O Tocantins ficou entre os estados com menor número de trabalhadores resgatados em ações de combate ao trabalho análogo à escravidão em 2025
Conforme levantamento divulgado pelo Ministério do Trabalho e Emprego (MTE) na terça-feira, 28, data que marca o Dia Nacional de Combate ao Trabalho Escravo. O Tocantins aparece entre os estados com o menor volume de trabalhadores resgatados em operações de enfrentamento ao trabalho análogo à escravidão em 2025.

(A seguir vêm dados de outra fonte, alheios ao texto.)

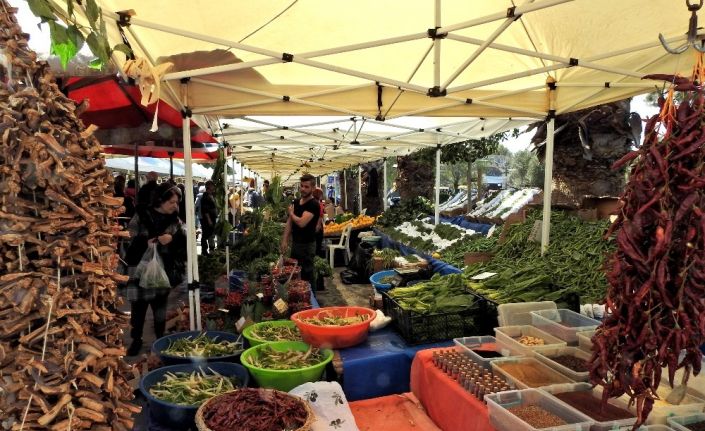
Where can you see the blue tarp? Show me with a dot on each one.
(380, 366)
(438, 266)
(460, 221)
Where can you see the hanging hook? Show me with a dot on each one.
(692, 31)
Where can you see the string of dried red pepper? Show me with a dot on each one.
(656, 297)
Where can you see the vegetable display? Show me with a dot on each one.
(269, 332)
(192, 389)
(286, 360)
(201, 346)
(255, 410)
(573, 264)
(655, 307)
(440, 294)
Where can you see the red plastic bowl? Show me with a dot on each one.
(334, 337)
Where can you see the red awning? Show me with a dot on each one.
(114, 106)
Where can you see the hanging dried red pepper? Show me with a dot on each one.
(656, 298)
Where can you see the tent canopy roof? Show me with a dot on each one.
(316, 57)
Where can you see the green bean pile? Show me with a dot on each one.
(270, 332)
(271, 359)
(192, 389)
(201, 346)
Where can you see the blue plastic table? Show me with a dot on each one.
(380, 366)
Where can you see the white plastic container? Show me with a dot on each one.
(548, 376)
(585, 340)
(519, 313)
(680, 423)
(597, 394)
(564, 324)
(544, 355)
(662, 410)
(503, 420)
(467, 344)
(508, 335)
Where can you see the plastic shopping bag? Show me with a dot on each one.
(150, 271)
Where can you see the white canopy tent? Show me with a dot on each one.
(507, 59)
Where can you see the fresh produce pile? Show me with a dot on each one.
(408, 209)
(291, 359)
(573, 264)
(269, 332)
(440, 294)
(255, 410)
(201, 346)
(359, 222)
(426, 237)
(192, 389)
(322, 320)
(455, 254)
(655, 307)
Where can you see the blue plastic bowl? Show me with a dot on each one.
(377, 277)
(163, 343)
(183, 417)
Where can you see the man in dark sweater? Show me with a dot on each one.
(301, 226)
(209, 214)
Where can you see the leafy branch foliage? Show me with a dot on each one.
(68, 39)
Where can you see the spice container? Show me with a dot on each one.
(562, 323)
(582, 397)
(545, 408)
(694, 422)
(483, 350)
(558, 358)
(585, 340)
(528, 373)
(508, 336)
(663, 410)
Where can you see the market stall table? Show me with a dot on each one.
(379, 366)
(450, 406)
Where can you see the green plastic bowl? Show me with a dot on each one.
(247, 333)
(284, 380)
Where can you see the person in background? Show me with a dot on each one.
(235, 204)
(330, 210)
(159, 224)
(182, 203)
(209, 214)
(318, 195)
(144, 196)
(301, 227)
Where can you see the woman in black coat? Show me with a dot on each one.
(159, 224)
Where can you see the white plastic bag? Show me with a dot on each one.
(150, 271)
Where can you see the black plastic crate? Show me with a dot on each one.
(415, 328)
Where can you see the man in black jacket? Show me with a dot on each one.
(301, 226)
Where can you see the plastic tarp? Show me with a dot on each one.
(500, 60)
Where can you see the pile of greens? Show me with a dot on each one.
(573, 264)
(407, 210)
(201, 346)
(192, 389)
(455, 254)
(271, 359)
(440, 294)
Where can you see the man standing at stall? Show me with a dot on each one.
(301, 226)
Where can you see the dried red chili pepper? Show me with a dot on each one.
(656, 276)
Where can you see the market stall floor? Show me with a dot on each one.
(339, 293)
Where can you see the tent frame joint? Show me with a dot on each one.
(436, 91)
(434, 34)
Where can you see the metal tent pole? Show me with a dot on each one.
(437, 213)
(194, 292)
(547, 186)
(385, 204)
(359, 189)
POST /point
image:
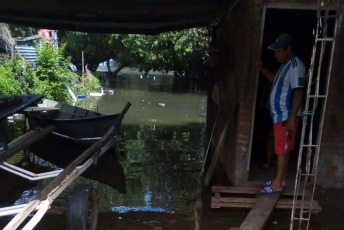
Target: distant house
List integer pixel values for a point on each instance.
(26, 48)
(4, 50)
(103, 68)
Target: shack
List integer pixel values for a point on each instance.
(241, 39)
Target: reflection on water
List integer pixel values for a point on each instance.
(160, 146)
(161, 143)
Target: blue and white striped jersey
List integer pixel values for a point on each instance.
(291, 75)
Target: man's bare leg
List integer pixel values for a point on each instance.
(282, 165)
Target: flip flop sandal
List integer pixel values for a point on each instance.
(267, 183)
(269, 190)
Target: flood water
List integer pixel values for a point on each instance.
(161, 142)
(161, 147)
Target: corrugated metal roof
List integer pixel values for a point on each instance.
(27, 51)
(112, 16)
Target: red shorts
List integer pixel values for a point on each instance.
(284, 141)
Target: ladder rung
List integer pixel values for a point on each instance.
(310, 145)
(309, 174)
(324, 39)
(328, 16)
(308, 113)
(317, 96)
(305, 219)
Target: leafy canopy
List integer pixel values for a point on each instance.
(184, 50)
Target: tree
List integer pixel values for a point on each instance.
(53, 74)
(182, 51)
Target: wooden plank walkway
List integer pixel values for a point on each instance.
(246, 197)
(261, 206)
(260, 213)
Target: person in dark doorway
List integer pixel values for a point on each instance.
(286, 98)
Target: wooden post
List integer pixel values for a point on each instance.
(82, 69)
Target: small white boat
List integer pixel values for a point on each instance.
(72, 123)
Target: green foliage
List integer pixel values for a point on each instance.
(22, 31)
(10, 77)
(53, 74)
(184, 50)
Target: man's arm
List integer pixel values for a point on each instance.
(267, 73)
(296, 102)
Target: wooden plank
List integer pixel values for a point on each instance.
(24, 141)
(235, 189)
(216, 154)
(237, 202)
(260, 213)
(39, 109)
(288, 191)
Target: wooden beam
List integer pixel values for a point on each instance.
(261, 212)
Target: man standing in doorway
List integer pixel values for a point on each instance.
(286, 98)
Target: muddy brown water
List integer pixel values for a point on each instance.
(161, 150)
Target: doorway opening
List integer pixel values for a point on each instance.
(300, 24)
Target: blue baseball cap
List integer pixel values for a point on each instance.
(282, 40)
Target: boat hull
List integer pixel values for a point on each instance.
(73, 123)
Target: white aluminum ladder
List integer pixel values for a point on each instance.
(318, 79)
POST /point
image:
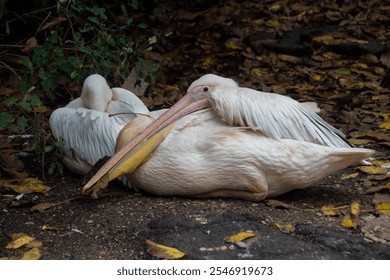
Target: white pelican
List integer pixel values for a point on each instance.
(222, 140)
(86, 127)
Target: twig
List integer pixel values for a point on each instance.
(10, 69)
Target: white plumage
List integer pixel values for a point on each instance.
(249, 145)
(89, 125)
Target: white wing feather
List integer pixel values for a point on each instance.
(275, 115)
(87, 134)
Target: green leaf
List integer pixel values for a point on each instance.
(27, 63)
(5, 119)
(152, 40)
(21, 122)
(94, 20)
(10, 101)
(97, 11)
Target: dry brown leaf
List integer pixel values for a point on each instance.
(29, 185)
(348, 222)
(330, 210)
(33, 254)
(350, 176)
(239, 236)
(42, 206)
(49, 228)
(383, 208)
(19, 240)
(373, 170)
(34, 244)
(289, 228)
(279, 204)
(289, 58)
(162, 251)
(378, 188)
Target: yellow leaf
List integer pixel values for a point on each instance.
(378, 188)
(348, 223)
(28, 185)
(383, 208)
(162, 251)
(33, 254)
(350, 176)
(19, 242)
(355, 208)
(330, 210)
(373, 170)
(34, 244)
(233, 44)
(289, 228)
(385, 125)
(239, 237)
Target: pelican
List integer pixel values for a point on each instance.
(89, 125)
(222, 140)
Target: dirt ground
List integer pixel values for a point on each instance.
(294, 49)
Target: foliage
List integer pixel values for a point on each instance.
(75, 39)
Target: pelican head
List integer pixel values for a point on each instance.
(139, 149)
(96, 93)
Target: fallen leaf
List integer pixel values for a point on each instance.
(162, 251)
(29, 185)
(350, 176)
(19, 240)
(330, 210)
(385, 125)
(279, 204)
(383, 208)
(49, 228)
(289, 228)
(239, 236)
(233, 44)
(355, 208)
(33, 254)
(373, 170)
(378, 188)
(349, 223)
(34, 244)
(41, 109)
(42, 206)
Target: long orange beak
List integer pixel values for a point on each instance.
(139, 149)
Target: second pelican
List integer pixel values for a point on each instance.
(222, 140)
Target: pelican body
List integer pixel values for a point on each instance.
(89, 125)
(221, 140)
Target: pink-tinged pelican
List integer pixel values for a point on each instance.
(89, 125)
(222, 140)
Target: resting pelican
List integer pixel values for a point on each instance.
(86, 127)
(222, 140)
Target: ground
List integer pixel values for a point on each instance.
(333, 54)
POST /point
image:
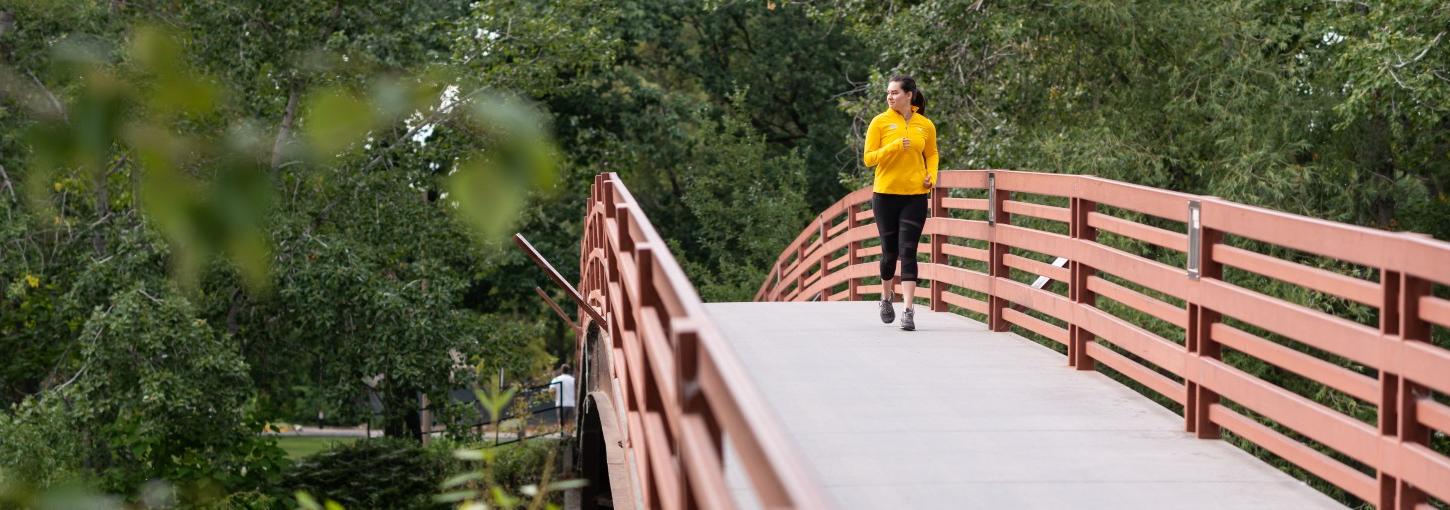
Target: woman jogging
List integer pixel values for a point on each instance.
(902, 145)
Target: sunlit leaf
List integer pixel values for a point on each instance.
(463, 478)
(456, 496)
(335, 119)
(306, 500)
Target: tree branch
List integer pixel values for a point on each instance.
(5, 180)
(284, 132)
(55, 103)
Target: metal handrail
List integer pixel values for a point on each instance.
(1399, 351)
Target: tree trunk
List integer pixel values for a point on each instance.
(402, 413)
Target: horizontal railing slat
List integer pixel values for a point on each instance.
(1340, 348)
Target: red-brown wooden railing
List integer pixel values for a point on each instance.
(674, 386)
(1398, 467)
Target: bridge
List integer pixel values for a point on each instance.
(1080, 342)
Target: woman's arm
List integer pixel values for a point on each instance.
(873, 145)
(930, 152)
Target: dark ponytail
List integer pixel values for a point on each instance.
(917, 97)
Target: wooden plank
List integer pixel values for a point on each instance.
(1344, 242)
(957, 228)
(1152, 274)
(661, 462)
(1051, 304)
(1433, 415)
(967, 252)
(1434, 310)
(964, 302)
(1302, 276)
(1312, 328)
(702, 464)
(1037, 241)
(954, 276)
(1034, 267)
(1424, 364)
(1037, 210)
(1036, 325)
(1136, 300)
(1305, 416)
(1138, 231)
(964, 203)
(1038, 183)
(1167, 205)
(1134, 339)
(1318, 370)
(1308, 458)
(1138, 373)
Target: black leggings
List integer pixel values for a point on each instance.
(899, 219)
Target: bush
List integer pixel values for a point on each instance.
(371, 474)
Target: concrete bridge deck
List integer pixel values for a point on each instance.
(954, 416)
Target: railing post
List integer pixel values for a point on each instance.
(996, 267)
(1079, 338)
(851, 257)
(801, 262)
(937, 257)
(1399, 320)
(1199, 323)
(825, 260)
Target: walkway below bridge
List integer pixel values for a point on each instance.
(954, 416)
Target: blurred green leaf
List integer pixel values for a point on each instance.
(335, 119)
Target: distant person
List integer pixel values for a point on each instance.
(563, 389)
(902, 145)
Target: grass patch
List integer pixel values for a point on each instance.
(299, 446)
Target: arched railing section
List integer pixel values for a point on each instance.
(676, 389)
(1185, 284)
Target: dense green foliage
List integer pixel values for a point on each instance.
(216, 213)
(373, 474)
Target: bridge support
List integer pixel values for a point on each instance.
(996, 254)
(1198, 336)
(937, 241)
(1078, 336)
(603, 461)
(1399, 316)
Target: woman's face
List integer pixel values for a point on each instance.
(898, 99)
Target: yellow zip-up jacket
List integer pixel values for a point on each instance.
(898, 170)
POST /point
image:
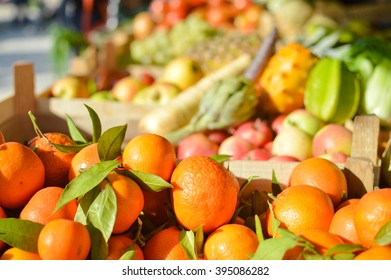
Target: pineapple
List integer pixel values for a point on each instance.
(222, 49)
(282, 84)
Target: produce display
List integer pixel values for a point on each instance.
(238, 84)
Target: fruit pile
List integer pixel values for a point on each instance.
(70, 197)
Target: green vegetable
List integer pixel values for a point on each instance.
(370, 58)
(377, 95)
(332, 91)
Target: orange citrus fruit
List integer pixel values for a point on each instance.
(150, 153)
(321, 239)
(40, 208)
(118, 244)
(64, 239)
(83, 159)
(323, 174)
(375, 253)
(300, 208)
(343, 224)
(130, 200)
(22, 174)
(372, 212)
(231, 242)
(165, 245)
(14, 253)
(56, 163)
(204, 193)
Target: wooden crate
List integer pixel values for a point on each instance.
(361, 169)
(53, 111)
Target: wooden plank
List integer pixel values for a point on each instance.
(24, 86)
(362, 168)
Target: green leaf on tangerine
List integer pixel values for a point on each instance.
(258, 229)
(22, 234)
(383, 237)
(276, 188)
(86, 181)
(99, 246)
(71, 149)
(102, 211)
(74, 131)
(109, 144)
(147, 181)
(273, 248)
(187, 241)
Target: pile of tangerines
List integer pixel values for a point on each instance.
(62, 198)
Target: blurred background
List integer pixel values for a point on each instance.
(26, 31)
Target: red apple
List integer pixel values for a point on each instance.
(336, 157)
(196, 144)
(258, 154)
(255, 131)
(292, 141)
(236, 147)
(283, 158)
(332, 138)
(276, 124)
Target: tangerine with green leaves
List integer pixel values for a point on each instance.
(231, 242)
(56, 162)
(41, 206)
(83, 159)
(204, 193)
(22, 175)
(64, 239)
(323, 174)
(14, 253)
(150, 153)
(299, 208)
(119, 244)
(165, 245)
(130, 200)
(373, 211)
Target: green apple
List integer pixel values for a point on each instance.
(69, 87)
(182, 71)
(159, 93)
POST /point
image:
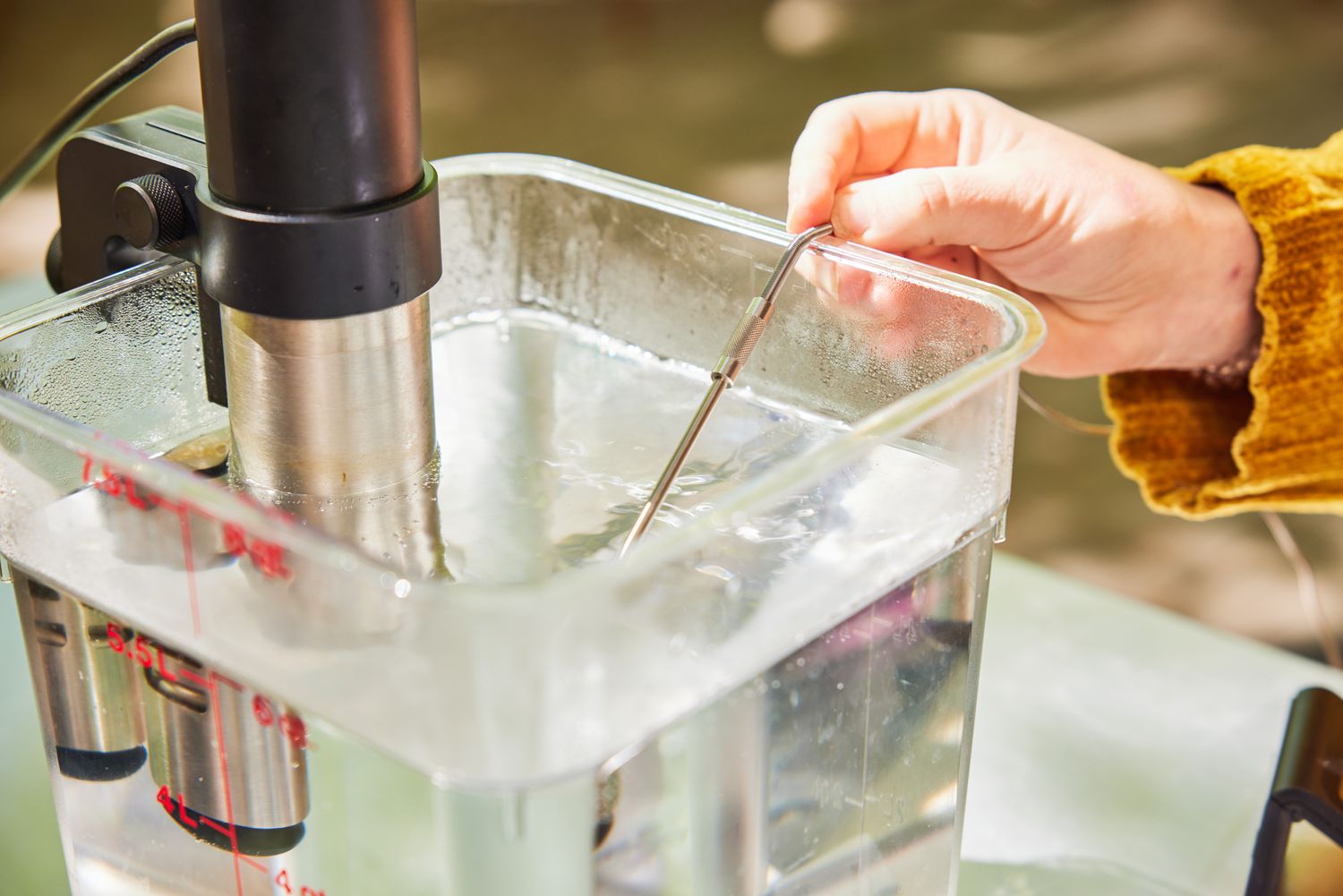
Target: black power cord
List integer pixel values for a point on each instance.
(90, 98)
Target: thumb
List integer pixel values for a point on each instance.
(978, 206)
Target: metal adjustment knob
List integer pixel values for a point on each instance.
(150, 212)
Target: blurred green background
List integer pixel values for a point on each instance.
(706, 96)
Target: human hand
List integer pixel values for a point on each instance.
(1131, 268)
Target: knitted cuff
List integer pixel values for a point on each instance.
(1202, 452)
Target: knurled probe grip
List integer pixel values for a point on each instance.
(743, 341)
(735, 356)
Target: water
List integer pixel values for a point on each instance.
(833, 766)
(837, 770)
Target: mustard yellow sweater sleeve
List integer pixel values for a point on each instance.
(1278, 443)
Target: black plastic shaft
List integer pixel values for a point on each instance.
(311, 105)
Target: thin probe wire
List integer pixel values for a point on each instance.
(735, 356)
(90, 98)
(1307, 587)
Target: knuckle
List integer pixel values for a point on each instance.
(931, 192)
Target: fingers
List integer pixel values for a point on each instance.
(868, 134)
(978, 206)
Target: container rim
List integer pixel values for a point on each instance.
(1025, 332)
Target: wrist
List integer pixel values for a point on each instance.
(1221, 327)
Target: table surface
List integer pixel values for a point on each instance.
(1119, 750)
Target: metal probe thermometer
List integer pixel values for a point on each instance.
(735, 356)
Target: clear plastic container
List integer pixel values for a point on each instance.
(771, 695)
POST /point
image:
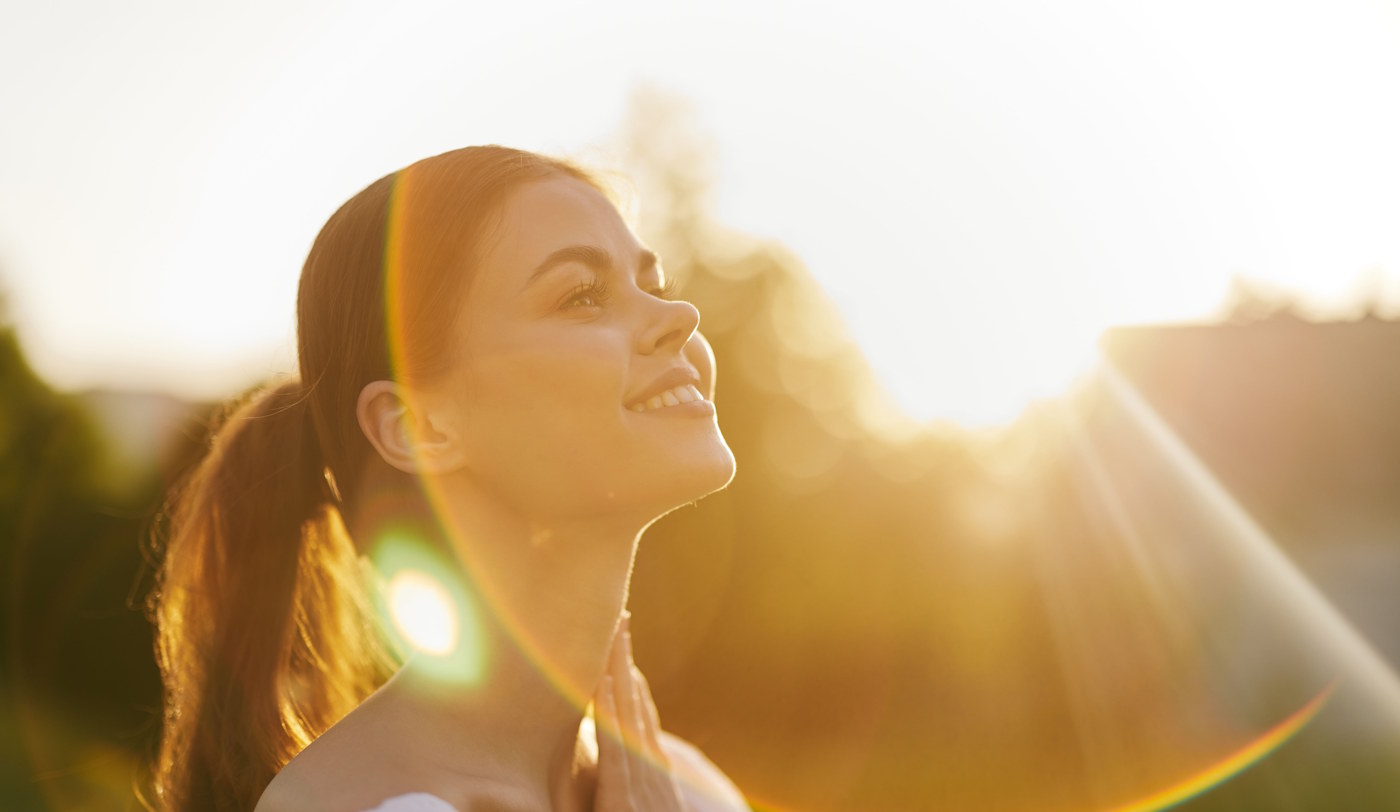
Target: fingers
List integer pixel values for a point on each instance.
(633, 770)
(613, 769)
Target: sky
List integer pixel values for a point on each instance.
(982, 186)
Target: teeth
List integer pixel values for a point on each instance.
(683, 394)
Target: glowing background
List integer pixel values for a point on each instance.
(980, 186)
(977, 189)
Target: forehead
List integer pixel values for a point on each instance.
(548, 214)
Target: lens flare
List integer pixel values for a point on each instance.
(1235, 763)
(427, 609)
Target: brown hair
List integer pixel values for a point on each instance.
(265, 632)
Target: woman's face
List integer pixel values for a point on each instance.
(569, 392)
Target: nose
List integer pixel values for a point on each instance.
(669, 325)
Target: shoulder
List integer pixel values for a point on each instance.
(409, 802)
(706, 787)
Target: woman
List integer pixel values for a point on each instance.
(490, 368)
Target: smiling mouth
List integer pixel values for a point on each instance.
(674, 396)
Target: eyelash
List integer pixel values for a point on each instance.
(601, 293)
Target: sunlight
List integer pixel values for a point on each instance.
(423, 613)
(427, 608)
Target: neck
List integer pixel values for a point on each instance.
(548, 598)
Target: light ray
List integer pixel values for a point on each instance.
(1234, 763)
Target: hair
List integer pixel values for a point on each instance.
(265, 632)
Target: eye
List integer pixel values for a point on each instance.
(590, 294)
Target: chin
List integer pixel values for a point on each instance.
(704, 476)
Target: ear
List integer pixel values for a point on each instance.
(403, 436)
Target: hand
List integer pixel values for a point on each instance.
(633, 772)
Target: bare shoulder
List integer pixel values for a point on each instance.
(706, 787)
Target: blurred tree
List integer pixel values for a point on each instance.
(77, 674)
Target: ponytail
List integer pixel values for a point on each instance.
(265, 636)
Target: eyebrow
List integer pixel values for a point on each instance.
(591, 256)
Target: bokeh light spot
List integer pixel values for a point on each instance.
(423, 613)
(429, 609)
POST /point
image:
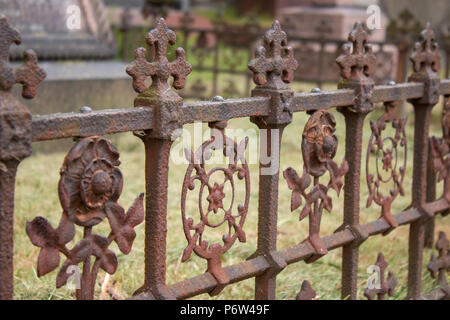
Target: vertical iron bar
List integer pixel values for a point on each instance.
(353, 147)
(265, 284)
(425, 59)
(157, 152)
(431, 196)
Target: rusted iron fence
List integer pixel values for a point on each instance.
(91, 181)
(221, 49)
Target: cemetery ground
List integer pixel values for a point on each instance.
(36, 195)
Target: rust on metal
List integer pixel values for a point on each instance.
(440, 149)
(274, 63)
(306, 292)
(319, 145)
(159, 69)
(233, 219)
(356, 66)
(15, 141)
(439, 265)
(89, 187)
(425, 59)
(383, 286)
(387, 152)
(91, 181)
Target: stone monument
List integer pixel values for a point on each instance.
(320, 30)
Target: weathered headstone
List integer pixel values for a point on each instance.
(60, 29)
(324, 25)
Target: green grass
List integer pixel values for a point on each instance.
(36, 195)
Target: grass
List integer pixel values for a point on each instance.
(36, 195)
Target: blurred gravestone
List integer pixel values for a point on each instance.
(321, 27)
(75, 46)
(60, 29)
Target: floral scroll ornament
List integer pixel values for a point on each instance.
(319, 145)
(386, 151)
(440, 150)
(89, 187)
(232, 219)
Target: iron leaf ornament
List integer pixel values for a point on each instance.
(274, 63)
(319, 146)
(440, 150)
(232, 216)
(386, 150)
(89, 187)
(385, 286)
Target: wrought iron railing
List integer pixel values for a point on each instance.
(91, 181)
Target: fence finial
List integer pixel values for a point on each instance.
(274, 63)
(426, 56)
(439, 264)
(29, 74)
(357, 64)
(159, 68)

Com base nos dados oficiais, o Tocantins realizou o resgate de 7 trabalhadores encontrados nessas condições ao longo do ano. Essas estatísticas foram classificadas nas ultimas posições do ranking nacional, à frente apenas de estados como Rondônia (5), Roraima (5), Amazonas (4), Santa Catarina (4), Rio Grande do Norte (2), Sergipe (1), além de Alagoas e Amapá, que não tiveram registros de resgates.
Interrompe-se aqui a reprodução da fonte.